The spymaster, dressed in a sombre black suit, said: “Tired of the dashing 1990s, Russian society was waiting for the solution of economic problems and strengthening security.
“It required a leader who could put the welfare of the population at the top of the agenda, display the highest human and organisational qualities, will and dedication.
“Such a leader was Putin, who first served as Prime Minister, then was elected President and, in accordance with the constitution, became Chairman of the Russian Security Council.
“He knew in detail the state of affairs in the country, had a clear programme of action.”
General SVR claims Putin’s corpse has been stored in deep freeze at the Valdai palace residence he shared with long-time partner Alina Kabaeva, 40.
Sinister theories — echoing the plot of the movie The Death Of Stalin in which the Russian leader’s death was covered up in 1953 — have also been fuelled by Kabaeva’s disappearance.
The former Olympic gymnast has not been seen since the alleged date of her partner’s sudden death — and is claimed to be under house arrest.
Prominent Putin critic Professor Valery Solovey also believes Putin is dead.
Claiming inside knowledge, he alleged Putin had been given 18 months to live after being diagnosed with cancer and Parkinson Disease in February 2020.
The professor said: “He died in the evening around 8.40pm on Thursday, October 26.
“Now he is in the refrigerator compartment of his residence in Valdai. Humiliating, isn’t it? Well, probably deservedly so.
“There is no doubt about his physical death. Absolutely none — not the slightest.”
The shadowy climate of fear and secrecy created by Putin makes it impossible to pin down the truth behind the fantastical claims being whipped up by online conspiracists.
But Kremlin chiefs took the unusual step of denying their leader’s death the day after his alleged demise last month.
Kremlin spokesman Dmitry Peskov branded the death and body double claims a social media hoax, adding: “Everything is fine with him.”
Two easy for Stalin
PARANOID despots have long used body doubles to deceive.
Actor and illusionist Felix Dadaev was Soviet dictator Josef Stalin’s political decoy.
Although there was a 40-year age gap, Dadaev adopted Stalin’s mannerisms and used make-up for the deception.
Iraqi tyrant Saddam Hussein had at least three body doubles, according to a German forensic pathologist.
And Cuba’s Fidel Castro employed doppelgangers when he was sick and as decoys to cheat the estimated 634 attempts on his life.
British leaders have also employed doubles for propaganda and espionage purposes.
Winston Churchill used a stand-in to deliver some of his most famous radio speeches during World War Two.
Well-known actor Norman Shelley even delivered the famous line: “We shall fight them on the beaches.”
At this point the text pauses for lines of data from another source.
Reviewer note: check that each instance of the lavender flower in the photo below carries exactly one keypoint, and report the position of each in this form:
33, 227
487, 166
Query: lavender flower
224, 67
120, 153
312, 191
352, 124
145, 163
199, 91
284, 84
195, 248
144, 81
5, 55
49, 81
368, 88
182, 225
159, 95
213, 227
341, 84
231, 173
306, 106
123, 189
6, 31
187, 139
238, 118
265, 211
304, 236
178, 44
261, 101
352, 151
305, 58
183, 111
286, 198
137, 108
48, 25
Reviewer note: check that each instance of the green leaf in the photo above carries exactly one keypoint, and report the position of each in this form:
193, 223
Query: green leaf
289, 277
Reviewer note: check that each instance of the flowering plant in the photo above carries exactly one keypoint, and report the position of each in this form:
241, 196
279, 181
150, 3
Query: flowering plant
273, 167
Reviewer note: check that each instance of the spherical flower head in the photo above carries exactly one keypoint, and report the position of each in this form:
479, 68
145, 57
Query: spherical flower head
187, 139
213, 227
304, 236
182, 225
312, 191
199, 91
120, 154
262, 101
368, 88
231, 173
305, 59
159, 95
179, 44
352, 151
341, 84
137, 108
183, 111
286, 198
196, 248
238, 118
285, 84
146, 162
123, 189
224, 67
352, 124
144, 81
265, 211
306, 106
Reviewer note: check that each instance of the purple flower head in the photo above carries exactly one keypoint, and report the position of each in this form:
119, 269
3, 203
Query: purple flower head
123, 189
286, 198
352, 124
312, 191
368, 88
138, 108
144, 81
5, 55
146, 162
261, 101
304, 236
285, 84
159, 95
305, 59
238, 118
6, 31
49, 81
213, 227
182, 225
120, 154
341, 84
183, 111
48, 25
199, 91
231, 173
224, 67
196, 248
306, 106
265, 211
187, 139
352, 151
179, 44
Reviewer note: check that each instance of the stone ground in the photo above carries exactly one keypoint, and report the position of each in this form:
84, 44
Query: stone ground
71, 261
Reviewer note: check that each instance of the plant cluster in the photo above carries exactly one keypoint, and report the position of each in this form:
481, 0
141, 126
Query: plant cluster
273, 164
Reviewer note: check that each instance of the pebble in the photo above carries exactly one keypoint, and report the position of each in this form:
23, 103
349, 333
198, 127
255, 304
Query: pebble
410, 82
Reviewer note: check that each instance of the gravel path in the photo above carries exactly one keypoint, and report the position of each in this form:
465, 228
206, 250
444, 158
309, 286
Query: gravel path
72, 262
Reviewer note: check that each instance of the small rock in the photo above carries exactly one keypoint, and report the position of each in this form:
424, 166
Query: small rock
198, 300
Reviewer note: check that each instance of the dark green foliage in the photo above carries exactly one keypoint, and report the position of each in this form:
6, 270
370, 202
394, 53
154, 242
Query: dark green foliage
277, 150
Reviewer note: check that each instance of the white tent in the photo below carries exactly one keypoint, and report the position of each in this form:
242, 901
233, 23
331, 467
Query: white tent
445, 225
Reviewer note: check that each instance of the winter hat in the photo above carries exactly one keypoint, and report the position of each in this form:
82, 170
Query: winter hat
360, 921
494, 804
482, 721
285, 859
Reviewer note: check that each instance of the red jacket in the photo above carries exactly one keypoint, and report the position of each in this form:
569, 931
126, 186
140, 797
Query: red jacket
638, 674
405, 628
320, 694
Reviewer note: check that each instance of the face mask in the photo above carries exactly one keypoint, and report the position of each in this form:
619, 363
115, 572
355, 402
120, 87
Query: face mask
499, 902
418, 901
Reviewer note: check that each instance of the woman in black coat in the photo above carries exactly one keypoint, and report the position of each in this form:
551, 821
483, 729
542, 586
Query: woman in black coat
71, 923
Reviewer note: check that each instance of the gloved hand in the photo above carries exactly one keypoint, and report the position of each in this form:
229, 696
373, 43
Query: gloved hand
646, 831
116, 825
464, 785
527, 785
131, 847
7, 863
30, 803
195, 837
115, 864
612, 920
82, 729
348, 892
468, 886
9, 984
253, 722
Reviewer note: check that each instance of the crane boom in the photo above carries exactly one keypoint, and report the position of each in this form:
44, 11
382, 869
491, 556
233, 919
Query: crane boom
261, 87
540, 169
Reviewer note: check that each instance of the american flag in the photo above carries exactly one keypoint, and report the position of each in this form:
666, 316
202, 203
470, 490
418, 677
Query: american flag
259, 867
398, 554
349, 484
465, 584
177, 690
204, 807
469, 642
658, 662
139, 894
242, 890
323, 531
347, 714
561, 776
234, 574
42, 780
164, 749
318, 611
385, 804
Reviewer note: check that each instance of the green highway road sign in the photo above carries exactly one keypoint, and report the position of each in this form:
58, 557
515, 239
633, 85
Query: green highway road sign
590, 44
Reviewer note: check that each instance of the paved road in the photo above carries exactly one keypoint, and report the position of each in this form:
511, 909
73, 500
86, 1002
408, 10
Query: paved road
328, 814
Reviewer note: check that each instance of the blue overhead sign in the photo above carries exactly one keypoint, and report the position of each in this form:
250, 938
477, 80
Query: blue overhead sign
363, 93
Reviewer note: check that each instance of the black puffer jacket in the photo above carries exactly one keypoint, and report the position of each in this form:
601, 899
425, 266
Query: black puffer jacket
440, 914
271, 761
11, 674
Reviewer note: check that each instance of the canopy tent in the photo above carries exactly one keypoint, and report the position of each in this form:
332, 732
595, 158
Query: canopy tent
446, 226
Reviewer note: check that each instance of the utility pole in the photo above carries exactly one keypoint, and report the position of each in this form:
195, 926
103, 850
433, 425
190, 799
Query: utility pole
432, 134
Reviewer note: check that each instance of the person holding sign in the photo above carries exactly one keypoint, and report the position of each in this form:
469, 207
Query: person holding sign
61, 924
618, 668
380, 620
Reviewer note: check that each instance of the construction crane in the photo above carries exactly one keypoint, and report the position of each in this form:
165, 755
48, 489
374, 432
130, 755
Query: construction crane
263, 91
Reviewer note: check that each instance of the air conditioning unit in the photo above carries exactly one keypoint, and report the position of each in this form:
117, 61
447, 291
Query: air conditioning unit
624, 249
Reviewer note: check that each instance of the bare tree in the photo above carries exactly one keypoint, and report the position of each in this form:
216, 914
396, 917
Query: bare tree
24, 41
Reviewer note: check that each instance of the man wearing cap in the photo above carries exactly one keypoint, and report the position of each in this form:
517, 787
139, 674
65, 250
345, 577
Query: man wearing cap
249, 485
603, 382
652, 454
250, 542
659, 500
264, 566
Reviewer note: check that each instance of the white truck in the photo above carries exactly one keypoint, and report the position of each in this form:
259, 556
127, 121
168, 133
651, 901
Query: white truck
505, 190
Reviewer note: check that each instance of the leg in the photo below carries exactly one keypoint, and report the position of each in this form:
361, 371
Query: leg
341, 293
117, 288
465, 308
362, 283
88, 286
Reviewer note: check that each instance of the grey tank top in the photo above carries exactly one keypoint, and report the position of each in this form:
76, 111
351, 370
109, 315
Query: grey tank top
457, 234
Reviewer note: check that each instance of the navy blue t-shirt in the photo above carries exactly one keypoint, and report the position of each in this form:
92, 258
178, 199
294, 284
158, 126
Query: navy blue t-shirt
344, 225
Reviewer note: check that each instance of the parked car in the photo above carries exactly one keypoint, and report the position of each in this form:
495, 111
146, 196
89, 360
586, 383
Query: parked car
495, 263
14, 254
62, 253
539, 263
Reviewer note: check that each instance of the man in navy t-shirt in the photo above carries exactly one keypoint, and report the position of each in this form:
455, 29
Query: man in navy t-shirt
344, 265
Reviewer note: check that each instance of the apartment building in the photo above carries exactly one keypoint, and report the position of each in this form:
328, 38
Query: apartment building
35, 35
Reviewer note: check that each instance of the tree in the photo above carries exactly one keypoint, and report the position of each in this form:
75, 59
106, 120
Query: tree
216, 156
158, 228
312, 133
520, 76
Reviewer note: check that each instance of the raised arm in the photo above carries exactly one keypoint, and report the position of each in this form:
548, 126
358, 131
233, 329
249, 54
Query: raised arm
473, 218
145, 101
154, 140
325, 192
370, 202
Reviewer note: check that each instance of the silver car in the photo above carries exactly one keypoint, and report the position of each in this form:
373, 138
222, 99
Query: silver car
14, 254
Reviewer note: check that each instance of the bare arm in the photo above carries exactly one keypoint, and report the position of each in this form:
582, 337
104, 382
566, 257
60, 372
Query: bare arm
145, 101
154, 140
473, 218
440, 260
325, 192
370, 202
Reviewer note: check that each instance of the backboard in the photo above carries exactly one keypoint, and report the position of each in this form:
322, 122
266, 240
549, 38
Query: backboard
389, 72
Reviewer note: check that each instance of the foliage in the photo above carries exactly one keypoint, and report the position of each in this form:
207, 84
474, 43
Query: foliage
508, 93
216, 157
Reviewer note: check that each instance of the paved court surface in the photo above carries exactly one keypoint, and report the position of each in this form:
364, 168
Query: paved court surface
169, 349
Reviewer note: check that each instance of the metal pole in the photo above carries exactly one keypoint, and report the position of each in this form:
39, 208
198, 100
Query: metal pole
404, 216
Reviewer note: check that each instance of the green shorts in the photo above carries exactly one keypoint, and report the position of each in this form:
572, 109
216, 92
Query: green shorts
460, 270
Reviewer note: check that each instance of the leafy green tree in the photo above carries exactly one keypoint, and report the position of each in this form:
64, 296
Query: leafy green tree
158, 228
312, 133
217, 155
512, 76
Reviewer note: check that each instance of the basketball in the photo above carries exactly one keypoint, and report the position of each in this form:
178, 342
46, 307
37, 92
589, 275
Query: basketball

According to Shelley, Churchill was too busy to attend studio recordings of speeches he had already delivered in the House of Commons.
Also during wartime, MI5 used a soldier with an uncanny resemblance to Field Marshal Bernard Montgomery to deceive the Germans over the Normandy invasion.
Lieutenant Clifton James was flown to Gibraltar – where German agents caught the Monty lookalike talking about a fictitious Plan 303.
Unbeknown to them, the real Montgomery was safely in the south of England planning the D-Day landings.